I think momentum is the key element in how to view VAC. By momentum I’m referring to consumer sentiment concerning the economy going forward, and whether or not they’ll continue to prioritize experiences and events that require, for the most part, travel and lodging.

The fact is we simply have no way of knowing how all of this will play out, and a lot of it remains in the hands of the Federal Reserve and other key central banks and how they continue to respond to inflation.

As we come closer to the end of 2022, commentators and analysts are starting to be all over the map concerning what the next steps of the Federal Reserve specifically will be. There are those that believe it isn’t close to raising interest rates high enough to tame inflation, and those that believe it needs to pivot now in order not to wreck the economy.

We are also starting to see a lot of businesses starting to lower employee counts, even in the midst of the seasonal temporary hiring that comes during the holiday season.

VAC does have some resilience because it takes longer for economic weakness to filter up to the primary customer base it serves, but if companies accelerate the firing process, especially among higher-income individuals, it’s going to make people think twice about spending on travel and leisure activities, which would definitely cut into the performance of VAC.

Conclusion

Along with expectations of investors concerning the performance of VAC probably already being priced in, I also think it’s struggled to break out of its current share price ceiling because of the lack of clarity on what’s going to happen in the economy next year, and what the Fed is going to do over the next couple of quarters.

If the Fed were to pivot, it would be a big boost to VAC, as consumers would feel comfortable, in my opinion, with continuing to spend on travel. That would be the one catalyst that probably would drive its share price higher. I don’t think that’s going to play out that way, but it could.
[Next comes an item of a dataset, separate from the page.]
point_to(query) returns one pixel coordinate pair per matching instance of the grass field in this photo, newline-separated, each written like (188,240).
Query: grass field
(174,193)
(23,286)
With the information available at this time, it seems investors are taking a wait-and-see outlook concerning VAC, holding back until they see where inflation is at and how the Federal Reserve will react to it with its next interest rate hike.

For that reason, I think VAC is going to continue to be rangebound until a catalyst emerges that provides some direction as to how it’ll perform in the market it competes in; and that catalyst could be a positive one or a negative one.

Concerning the longer term, VAC is well-positioned for long-term growth, and patient shareholders should continue to do well by holding on. For those considering taking a new position, I think it would be better to wait to see what happens in the next couple of quarters, as it’s trading at a pretty hefty level at this time with not a lot of upside left under current market conditions.

The stock has been trading volatile as of late, and has made some big swings over the last six months. I don’t see that changing in the near future, so waiting for a pullback, for those wanting to take a position, would probably be the best way to play VAC at this time.